Lambert-Eaton Myasthenic Syndrome




Lambert Eaton myasthenic syndrome is a disorder of the neuromuscular junction. The neuromuscular junction is the site where nerve cells meet muscle cells and help activate the muscles. This syndrome occurs when antibodies interfere with electrical impulses between the nerve and muscle cells. It may be associated with other autoimmune diseases, or more commonly coincide with or precede a diagnosis of cancer such as small cell lung cancer.



Weakness or loss of movement that varies in severity:

  • Difficulty climbing stairs
  • Difficulty lifting objects
  • Need to use hands to arise from sitting or lying positions
  • Difficulty talking
  • Difficulty chewing
  • Drooping head
  • Swallowing difficulty, gagging, or choking
Vision changes:
  • Blurry vision
  • Double vision
  • Difficulty maintaining a steady gaze
Other symptoms may include blood pressure changes, dizziness upon rising, and dry mouth


Lambert Eaton myasthenic syndrome is the result of an autoimmune process which causes a disruption of electrical impulses between nerve cells and muscle fibers. In cases where Lambert Eaton myasthenic syndrome appears in association with cancer, the cause may be that the body's attempt to fight the cancer inadvertently causes it to attack nerve fiber endings, especially the voltage-gated calcium channels found there. The trigger for the cases not associated with cancer is unknown.


The diagnosis is established by clinical and laboratory findings (chest x-ray for a possible lung malignancy, antibodies to calcium channels, incremental response in repetitive nerve stimulation). Incremental response is an increased response of muscle fibers to very high frequencies of electrical stimulation. Observed increase in the response of muscle fibers proves that there is a difficulty with the release of acetylcholine and this difficulty can be overwhelmed by intensive stimulation.

The diagnosis is usually made on electromyography (EMG), which is one of the standard tests in the investigation of otherwise unexplained muscle weakness. This involves the insertion of small needles into the nerves supplying several muscles, administering small electrical impulses through these needles, and measuring the electrical response of the muscle in question. Two EMG investigations can be characteristic in LEMS: compound motor action potentials (CMAP) and single-fiber examination.

CMAP shows small amplitudes but normal latency and conduction velocities. If repeated impulses are administered (two per second or 2 Hz), it is normal for CMAP amplitudes to become smaller as the acetylcholine in the motor end plate is depleted. In LEMS, this decrease is larger than observed normally. Eventually, stored acetylcholine is made available, and the amplitudes increase again. In LEMS this remains insufficient to reach a level sufficient for transmission of an impulse from nerve to muscle; all can be attributed to insufficient calcium in the nerve terminal. A similar pattern is witnessed in myasthenia gravis. In LEMS, in response to exercising the muscle, the CMAP amplitude increases greatly (over 200%, often much more). This also occurs on the administration of a rapid burst of electrical stimuli (20 impulses per second for ten seconds). This is attributed to the influx of calcium in response to these stimuli. On single-fiber examination, features may include increased jitter (seen in other diseases of neuromuscular transmission) and blocking.

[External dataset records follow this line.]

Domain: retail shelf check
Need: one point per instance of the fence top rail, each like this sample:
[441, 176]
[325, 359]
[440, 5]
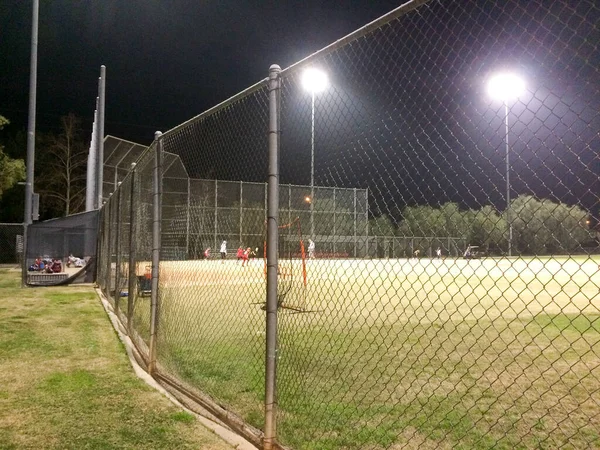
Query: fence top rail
[282, 185]
[377, 23]
[250, 90]
[410, 5]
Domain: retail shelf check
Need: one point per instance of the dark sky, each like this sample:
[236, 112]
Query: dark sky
[166, 61]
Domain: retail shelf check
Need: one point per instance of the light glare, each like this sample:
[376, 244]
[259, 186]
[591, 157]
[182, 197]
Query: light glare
[506, 86]
[314, 80]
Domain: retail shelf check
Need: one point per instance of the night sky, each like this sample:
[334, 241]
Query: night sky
[166, 61]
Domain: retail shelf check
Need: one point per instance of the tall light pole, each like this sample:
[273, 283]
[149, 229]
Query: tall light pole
[28, 214]
[314, 81]
[506, 87]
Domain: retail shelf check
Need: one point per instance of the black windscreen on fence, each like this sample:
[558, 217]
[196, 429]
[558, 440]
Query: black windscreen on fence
[62, 250]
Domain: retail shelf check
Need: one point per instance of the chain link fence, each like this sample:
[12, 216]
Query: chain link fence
[438, 266]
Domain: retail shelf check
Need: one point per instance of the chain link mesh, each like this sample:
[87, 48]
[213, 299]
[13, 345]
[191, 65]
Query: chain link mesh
[408, 349]
[439, 271]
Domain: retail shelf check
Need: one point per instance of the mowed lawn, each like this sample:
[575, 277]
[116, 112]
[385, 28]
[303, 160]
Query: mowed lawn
[66, 381]
[493, 353]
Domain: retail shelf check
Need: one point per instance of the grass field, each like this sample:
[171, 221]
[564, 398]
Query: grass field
[492, 353]
[66, 381]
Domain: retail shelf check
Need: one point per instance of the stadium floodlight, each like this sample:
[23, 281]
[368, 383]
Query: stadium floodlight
[314, 81]
[506, 87]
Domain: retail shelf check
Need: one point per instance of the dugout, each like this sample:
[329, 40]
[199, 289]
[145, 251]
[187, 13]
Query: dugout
[58, 239]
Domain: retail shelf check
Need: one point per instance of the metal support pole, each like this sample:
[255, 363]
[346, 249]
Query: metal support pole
[187, 223]
[117, 291]
[28, 213]
[312, 168]
[131, 288]
[334, 221]
[355, 213]
[156, 229]
[272, 261]
[90, 183]
[367, 215]
[508, 218]
[241, 212]
[100, 135]
[215, 243]
[108, 267]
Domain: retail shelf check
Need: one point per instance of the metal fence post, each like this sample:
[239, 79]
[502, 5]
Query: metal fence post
[131, 288]
[117, 290]
[216, 230]
[355, 241]
[156, 228]
[187, 223]
[100, 135]
[108, 265]
[272, 240]
[241, 210]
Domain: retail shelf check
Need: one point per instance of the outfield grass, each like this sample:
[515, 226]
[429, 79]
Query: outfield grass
[403, 353]
[66, 382]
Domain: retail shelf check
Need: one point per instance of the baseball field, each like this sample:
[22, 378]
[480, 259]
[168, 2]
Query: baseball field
[440, 353]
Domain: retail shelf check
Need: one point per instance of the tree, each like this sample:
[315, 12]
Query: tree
[486, 228]
[381, 226]
[547, 227]
[11, 170]
[62, 182]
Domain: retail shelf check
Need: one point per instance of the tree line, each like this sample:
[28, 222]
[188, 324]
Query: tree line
[539, 226]
[60, 170]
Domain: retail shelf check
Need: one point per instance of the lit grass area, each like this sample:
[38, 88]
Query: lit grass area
[66, 382]
[493, 353]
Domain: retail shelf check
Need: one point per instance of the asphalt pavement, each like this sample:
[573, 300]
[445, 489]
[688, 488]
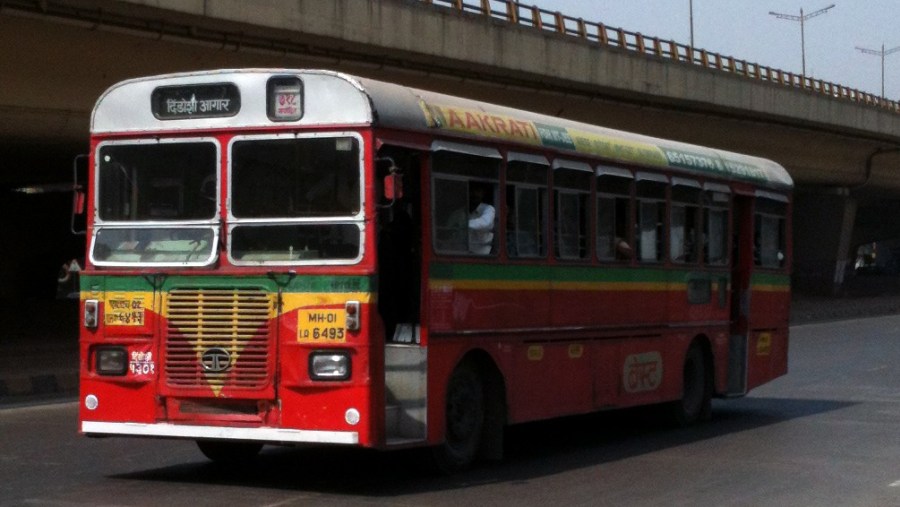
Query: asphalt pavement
[39, 344]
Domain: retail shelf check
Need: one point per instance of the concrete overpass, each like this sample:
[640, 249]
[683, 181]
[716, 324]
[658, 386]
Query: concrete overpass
[841, 146]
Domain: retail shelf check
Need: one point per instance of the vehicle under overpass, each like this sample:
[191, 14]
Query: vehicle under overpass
[59, 55]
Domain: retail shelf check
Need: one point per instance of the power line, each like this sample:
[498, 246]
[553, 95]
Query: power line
[802, 19]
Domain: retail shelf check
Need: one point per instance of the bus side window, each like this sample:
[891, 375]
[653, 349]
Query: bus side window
[715, 228]
[651, 216]
[769, 233]
[684, 220]
[526, 202]
[572, 193]
[614, 241]
[464, 197]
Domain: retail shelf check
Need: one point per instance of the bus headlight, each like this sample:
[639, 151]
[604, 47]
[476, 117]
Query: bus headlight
[112, 360]
[329, 365]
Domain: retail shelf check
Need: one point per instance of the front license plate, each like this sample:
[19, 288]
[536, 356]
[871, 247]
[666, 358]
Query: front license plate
[321, 326]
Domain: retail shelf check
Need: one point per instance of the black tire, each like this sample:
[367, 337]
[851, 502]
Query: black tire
[465, 414]
[233, 453]
[695, 404]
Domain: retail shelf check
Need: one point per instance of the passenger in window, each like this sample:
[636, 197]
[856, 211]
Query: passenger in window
[481, 220]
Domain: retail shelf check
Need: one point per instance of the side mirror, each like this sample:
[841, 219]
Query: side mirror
[78, 202]
[393, 186]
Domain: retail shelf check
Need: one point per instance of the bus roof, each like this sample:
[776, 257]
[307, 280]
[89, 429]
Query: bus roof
[239, 99]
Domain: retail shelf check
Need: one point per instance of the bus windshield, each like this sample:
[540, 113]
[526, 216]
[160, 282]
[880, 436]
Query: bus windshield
[156, 203]
[295, 199]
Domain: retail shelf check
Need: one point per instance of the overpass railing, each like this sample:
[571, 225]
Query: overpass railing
[515, 13]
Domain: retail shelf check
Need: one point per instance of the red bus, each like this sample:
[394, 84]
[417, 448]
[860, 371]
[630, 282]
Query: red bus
[295, 256]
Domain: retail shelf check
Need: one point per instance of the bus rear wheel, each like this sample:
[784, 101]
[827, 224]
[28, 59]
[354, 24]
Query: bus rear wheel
[465, 416]
[229, 452]
[695, 404]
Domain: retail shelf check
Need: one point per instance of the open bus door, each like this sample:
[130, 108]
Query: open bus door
[741, 273]
[399, 293]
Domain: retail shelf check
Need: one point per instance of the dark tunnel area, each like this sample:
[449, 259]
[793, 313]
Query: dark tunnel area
[37, 237]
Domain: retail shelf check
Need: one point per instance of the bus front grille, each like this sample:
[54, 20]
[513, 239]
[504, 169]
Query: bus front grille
[217, 338]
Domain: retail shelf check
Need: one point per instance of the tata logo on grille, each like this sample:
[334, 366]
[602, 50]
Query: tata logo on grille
[215, 360]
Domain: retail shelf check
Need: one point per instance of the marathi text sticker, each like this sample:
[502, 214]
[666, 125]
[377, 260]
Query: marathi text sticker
[642, 372]
[321, 326]
[125, 310]
[141, 363]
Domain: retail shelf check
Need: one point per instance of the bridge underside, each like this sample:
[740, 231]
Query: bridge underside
[56, 70]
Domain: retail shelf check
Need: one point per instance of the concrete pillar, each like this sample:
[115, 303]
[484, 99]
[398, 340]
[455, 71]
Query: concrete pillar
[823, 227]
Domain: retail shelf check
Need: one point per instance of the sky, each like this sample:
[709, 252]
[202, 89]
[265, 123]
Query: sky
[745, 29]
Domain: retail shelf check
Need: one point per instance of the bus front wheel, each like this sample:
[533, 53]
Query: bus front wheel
[695, 404]
[465, 415]
[229, 452]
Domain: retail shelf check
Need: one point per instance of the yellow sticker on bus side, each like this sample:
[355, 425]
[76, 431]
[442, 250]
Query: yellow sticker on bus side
[321, 325]
[125, 309]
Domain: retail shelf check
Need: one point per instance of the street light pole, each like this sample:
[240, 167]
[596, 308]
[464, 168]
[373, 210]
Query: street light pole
[802, 19]
[882, 54]
[691, 8]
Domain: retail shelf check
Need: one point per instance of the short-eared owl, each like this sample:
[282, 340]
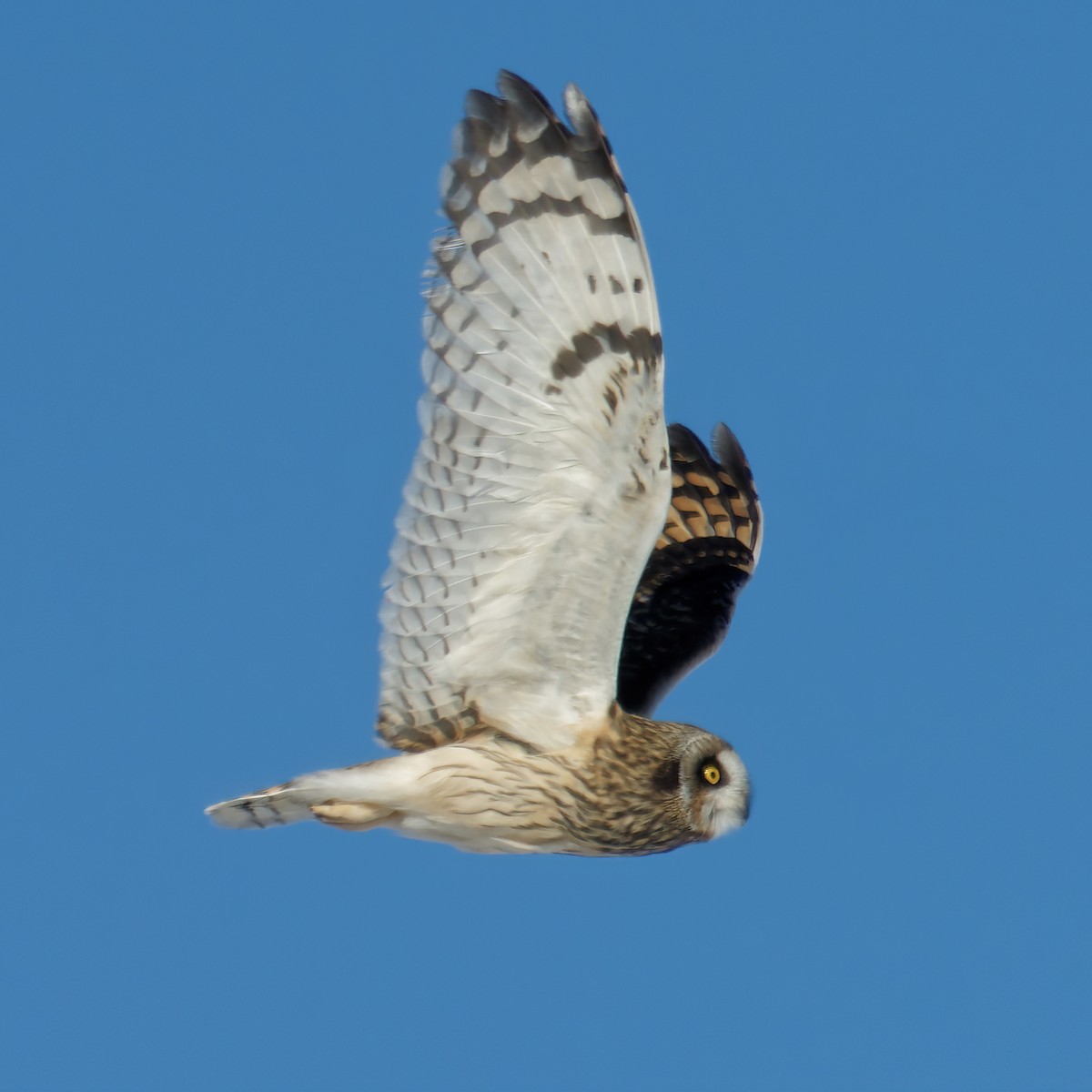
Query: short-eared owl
[561, 557]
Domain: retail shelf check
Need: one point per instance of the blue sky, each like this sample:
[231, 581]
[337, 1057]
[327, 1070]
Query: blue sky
[871, 234]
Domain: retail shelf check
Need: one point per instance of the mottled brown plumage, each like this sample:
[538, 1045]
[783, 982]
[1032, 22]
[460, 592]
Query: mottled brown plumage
[543, 494]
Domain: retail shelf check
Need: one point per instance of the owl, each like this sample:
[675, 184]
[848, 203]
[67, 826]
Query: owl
[561, 557]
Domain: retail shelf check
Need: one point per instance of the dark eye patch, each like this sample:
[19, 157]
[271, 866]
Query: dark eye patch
[667, 776]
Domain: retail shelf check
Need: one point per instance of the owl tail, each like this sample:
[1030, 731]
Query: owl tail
[331, 796]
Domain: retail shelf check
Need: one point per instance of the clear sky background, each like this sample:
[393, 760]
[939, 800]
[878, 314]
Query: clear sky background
[869, 225]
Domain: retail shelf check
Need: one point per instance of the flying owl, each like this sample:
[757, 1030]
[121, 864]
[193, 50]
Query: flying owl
[561, 557]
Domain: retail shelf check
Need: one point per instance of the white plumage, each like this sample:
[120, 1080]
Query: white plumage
[543, 490]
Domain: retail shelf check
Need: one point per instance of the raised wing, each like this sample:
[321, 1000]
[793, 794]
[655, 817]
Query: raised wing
[707, 551]
[541, 478]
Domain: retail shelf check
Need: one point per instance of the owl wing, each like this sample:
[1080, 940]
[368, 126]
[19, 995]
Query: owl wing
[541, 478]
[705, 554]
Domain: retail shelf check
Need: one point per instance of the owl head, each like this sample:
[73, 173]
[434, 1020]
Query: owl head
[713, 785]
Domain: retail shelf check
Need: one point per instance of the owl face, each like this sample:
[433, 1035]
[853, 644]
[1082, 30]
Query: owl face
[713, 785]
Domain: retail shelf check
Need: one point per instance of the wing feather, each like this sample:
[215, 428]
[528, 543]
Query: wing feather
[705, 554]
[541, 481]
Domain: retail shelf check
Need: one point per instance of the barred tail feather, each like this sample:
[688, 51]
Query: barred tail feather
[319, 795]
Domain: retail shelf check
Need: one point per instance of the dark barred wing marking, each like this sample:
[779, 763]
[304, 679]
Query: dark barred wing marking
[707, 551]
[541, 480]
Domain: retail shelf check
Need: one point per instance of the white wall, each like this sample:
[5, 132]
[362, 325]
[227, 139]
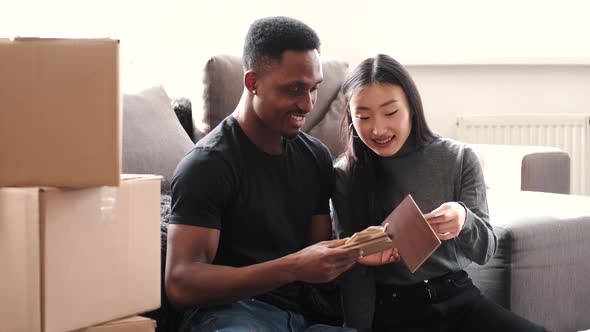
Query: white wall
[168, 41]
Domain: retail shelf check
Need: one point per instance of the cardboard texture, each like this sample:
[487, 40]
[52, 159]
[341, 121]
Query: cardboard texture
[130, 324]
[370, 240]
[411, 234]
[79, 257]
[60, 112]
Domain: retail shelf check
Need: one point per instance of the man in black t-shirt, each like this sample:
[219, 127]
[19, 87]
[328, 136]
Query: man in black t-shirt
[250, 215]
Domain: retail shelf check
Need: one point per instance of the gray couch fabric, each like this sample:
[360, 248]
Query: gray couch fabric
[153, 138]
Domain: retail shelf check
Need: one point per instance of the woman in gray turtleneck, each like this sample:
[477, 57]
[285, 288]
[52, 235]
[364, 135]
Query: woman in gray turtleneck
[391, 153]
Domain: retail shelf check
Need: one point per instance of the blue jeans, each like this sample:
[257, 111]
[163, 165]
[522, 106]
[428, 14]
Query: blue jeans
[253, 315]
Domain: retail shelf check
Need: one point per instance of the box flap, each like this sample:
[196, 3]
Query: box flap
[130, 324]
[20, 285]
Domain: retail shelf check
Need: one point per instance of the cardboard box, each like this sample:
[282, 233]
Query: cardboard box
[60, 112]
[131, 324]
[72, 258]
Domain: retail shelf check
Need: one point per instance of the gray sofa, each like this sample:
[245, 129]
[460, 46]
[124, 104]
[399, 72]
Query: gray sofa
[540, 269]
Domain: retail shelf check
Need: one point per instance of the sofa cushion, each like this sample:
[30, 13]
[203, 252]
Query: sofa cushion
[328, 130]
[153, 138]
[223, 87]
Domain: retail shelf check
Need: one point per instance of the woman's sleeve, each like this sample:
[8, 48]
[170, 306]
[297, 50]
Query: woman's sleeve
[477, 239]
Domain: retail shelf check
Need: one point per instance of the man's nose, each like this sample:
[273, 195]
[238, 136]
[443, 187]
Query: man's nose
[306, 102]
[379, 129]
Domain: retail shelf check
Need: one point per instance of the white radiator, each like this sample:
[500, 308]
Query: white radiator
[568, 132]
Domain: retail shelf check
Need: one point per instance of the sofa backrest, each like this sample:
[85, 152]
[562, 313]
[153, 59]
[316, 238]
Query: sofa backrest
[223, 78]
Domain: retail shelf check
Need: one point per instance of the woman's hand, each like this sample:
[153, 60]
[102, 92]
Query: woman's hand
[381, 258]
[447, 220]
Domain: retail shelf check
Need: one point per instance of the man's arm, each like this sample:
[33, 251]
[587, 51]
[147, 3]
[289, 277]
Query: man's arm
[191, 279]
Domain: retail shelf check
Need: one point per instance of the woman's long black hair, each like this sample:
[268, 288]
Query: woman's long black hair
[361, 161]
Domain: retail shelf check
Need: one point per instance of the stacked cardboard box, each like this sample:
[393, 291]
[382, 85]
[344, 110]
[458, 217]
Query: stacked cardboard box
[79, 242]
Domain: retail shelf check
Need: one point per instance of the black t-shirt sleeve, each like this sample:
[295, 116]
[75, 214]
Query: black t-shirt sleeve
[328, 180]
[201, 189]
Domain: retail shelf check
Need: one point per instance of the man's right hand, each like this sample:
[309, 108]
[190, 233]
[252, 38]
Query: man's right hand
[323, 261]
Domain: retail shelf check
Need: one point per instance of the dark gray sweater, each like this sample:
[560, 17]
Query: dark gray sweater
[441, 171]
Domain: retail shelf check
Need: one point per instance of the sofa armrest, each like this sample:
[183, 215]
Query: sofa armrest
[541, 269]
[530, 168]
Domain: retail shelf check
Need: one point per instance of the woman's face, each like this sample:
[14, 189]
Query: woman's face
[381, 116]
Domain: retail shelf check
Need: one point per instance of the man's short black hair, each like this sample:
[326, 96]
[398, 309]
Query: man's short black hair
[269, 37]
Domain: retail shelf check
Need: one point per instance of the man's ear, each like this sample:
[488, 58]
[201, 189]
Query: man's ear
[250, 81]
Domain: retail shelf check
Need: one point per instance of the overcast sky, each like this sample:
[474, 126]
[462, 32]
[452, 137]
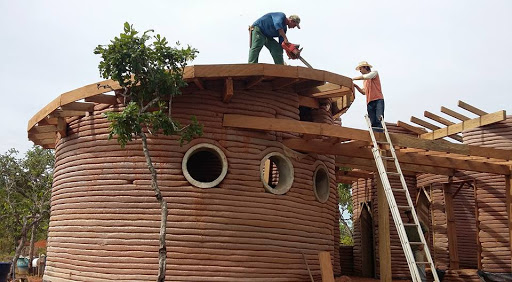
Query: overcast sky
[428, 53]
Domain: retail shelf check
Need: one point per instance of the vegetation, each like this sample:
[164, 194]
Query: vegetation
[150, 75]
[25, 188]
[346, 212]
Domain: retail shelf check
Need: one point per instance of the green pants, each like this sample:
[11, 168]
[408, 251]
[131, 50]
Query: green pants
[258, 41]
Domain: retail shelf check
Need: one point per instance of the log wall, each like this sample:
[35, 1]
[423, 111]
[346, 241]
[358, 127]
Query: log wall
[105, 220]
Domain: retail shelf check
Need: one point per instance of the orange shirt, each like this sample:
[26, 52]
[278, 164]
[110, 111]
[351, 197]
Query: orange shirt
[373, 89]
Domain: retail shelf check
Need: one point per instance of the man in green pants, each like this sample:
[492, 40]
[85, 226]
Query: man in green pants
[263, 31]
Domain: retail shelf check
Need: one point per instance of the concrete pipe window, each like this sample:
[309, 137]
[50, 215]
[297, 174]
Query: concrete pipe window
[321, 183]
[276, 173]
[204, 165]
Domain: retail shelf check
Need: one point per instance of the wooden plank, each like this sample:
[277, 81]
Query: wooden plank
[43, 129]
[308, 102]
[508, 186]
[384, 234]
[199, 83]
[103, 99]
[228, 90]
[451, 227]
[414, 129]
[466, 125]
[62, 127]
[77, 106]
[283, 82]
[319, 147]
[470, 108]
[254, 81]
[324, 259]
[433, 127]
[320, 129]
[454, 114]
[437, 118]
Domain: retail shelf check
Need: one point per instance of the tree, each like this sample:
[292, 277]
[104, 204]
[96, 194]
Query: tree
[25, 190]
[150, 75]
[345, 205]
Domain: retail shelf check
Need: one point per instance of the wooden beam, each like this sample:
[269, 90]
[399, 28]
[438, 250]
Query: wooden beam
[103, 99]
[472, 109]
[451, 227]
[228, 90]
[384, 234]
[78, 106]
[324, 259]
[454, 114]
[508, 186]
[321, 129]
[62, 127]
[433, 127]
[437, 118]
[414, 129]
[354, 174]
[61, 113]
[43, 129]
[466, 125]
[283, 82]
[199, 83]
[253, 81]
[308, 102]
[319, 147]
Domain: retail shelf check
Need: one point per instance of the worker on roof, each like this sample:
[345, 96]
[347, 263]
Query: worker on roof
[263, 31]
[373, 91]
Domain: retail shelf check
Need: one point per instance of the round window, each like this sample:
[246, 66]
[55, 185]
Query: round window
[204, 165]
[276, 173]
[321, 183]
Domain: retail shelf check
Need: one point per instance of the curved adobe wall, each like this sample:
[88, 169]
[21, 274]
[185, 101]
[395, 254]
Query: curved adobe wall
[491, 198]
[105, 221]
[365, 190]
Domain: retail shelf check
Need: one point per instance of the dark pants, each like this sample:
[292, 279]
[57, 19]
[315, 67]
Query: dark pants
[375, 111]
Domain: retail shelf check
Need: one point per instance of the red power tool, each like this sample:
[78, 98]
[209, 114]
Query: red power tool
[293, 52]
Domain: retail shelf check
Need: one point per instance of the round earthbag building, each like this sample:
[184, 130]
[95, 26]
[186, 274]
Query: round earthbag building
[242, 206]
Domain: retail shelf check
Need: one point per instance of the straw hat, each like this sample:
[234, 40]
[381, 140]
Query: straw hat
[363, 64]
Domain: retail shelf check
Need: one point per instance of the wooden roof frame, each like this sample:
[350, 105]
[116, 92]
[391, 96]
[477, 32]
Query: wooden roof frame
[313, 86]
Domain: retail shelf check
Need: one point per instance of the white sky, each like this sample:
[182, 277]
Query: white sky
[428, 53]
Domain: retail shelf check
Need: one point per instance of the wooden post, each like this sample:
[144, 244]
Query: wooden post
[326, 266]
[451, 228]
[508, 184]
[384, 240]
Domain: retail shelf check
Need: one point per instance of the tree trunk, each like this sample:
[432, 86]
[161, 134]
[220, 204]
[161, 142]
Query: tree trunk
[162, 251]
[31, 250]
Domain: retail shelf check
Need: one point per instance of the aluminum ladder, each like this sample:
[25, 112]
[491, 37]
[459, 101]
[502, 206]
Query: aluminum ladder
[394, 208]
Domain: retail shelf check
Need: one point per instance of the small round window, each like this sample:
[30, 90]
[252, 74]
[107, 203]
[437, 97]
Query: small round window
[276, 173]
[321, 183]
[204, 165]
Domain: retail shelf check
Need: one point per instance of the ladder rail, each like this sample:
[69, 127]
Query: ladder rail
[393, 207]
[410, 203]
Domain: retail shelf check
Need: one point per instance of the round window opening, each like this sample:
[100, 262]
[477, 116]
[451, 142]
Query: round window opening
[276, 173]
[204, 165]
[321, 184]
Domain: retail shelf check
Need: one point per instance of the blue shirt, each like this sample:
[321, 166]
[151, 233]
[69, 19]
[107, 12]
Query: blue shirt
[270, 23]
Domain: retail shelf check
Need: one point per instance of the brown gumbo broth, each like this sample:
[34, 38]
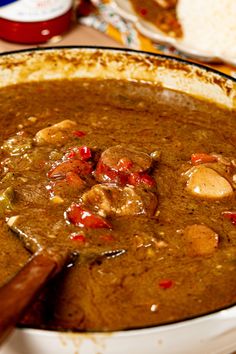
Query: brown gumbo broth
[129, 168]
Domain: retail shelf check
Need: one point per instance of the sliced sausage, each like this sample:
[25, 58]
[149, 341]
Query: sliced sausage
[108, 200]
[207, 183]
[56, 134]
[118, 161]
[200, 240]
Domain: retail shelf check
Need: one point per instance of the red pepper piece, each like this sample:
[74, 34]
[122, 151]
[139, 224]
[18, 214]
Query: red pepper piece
[199, 158]
[74, 180]
[107, 238]
[166, 283]
[231, 215]
[71, 155]
[85, 153]
[108, 174]
[82, 168]
[79, 133]
[78, 237]
[124, 164]
[136, 179]
[79, 216]
[143, 12]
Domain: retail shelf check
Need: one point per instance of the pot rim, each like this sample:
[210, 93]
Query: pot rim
[124, 50]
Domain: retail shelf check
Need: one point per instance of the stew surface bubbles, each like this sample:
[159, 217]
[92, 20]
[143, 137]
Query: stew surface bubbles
[140, 180]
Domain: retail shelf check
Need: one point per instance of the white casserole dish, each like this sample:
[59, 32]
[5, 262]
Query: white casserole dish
[210, 334]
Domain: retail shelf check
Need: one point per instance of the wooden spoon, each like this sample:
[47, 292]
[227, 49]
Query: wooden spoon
[18, 294]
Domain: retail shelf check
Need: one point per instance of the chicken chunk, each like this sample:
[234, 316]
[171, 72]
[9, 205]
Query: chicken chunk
[117, 162]
[207, 183]
[108, 200]
[200, 240]
[55, 134]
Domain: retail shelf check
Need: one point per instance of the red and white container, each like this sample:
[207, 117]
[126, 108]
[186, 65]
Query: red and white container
[34, 21]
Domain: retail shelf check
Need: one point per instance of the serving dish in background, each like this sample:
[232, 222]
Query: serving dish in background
[125, 10]
[213, 333]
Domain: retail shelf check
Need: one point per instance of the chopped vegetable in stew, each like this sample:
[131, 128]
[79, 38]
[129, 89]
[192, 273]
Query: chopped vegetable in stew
[139, 180]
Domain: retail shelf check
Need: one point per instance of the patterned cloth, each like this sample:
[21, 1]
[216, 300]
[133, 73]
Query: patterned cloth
[105, 19]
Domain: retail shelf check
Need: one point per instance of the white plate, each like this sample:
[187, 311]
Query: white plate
[125, 10]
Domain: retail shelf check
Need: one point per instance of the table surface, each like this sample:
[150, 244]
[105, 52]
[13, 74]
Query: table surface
[78, 35]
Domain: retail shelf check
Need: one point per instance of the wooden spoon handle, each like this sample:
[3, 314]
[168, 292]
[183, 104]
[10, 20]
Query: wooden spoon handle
[21, 290]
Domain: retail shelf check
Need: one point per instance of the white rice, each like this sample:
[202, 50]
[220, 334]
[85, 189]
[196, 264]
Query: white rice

Blood tests may be performed to exclude other causes of muscle disease (elevated creatine kinase may indicate a myositis, and abnormal thyroid function tests may indicate thyrotoxic myopathy). Antibodies against voltage-gated calcium channels can be identified in 85% of people with EMG confirmed LEMS. Once LEMS is diagnosed, investigations such as a CT scan of the chest are usually performed to identify any possible underlying lung tumors. 50–60% of these are discovered immediately after the diagnosis of LEMS. The remainder is diagnosed later, but usually within two years and typically within four years. As a result, scans are typically repeated every six months for the first two years after diagnosis. While CT of the lungs is usually adequate, a positron emission tomography (PET) scan of the body may also be performed to search for an occult tumour, particularly of the lung.


The prognosis for individuals with LEMS varies. The symptoms of Lambert-Eaton syndrome may improve with treatment of an underlying tumor and/or with suppressing the immune system. However, not all people respond well to treatment.


Medications and therapies used to treat Lambert-Eaton myasthenic syndrome may include anticholinesterase agents (e.g., Pyridostigmine), guanidine hydrochloride, plasmapheresis (where blood plasma is removed and replaced with fluid, protein, or donated plasma) or IV immunoglobulins, steroids (e.g., prednisone), azathioprine or cyclosporine, and/or 3,4-diaminopyridine.

3,4-diaminopyridine is available in Europe and may be available in the U.S. on a compassionate use basis. While there has been some evidence that either 3,4-diaminopyridine or IV immunoglobulin can improve muscle strength and nerve to muscle cell communication, the degree of benefit (i.e., how much symptoms are improved) still needs to be determined.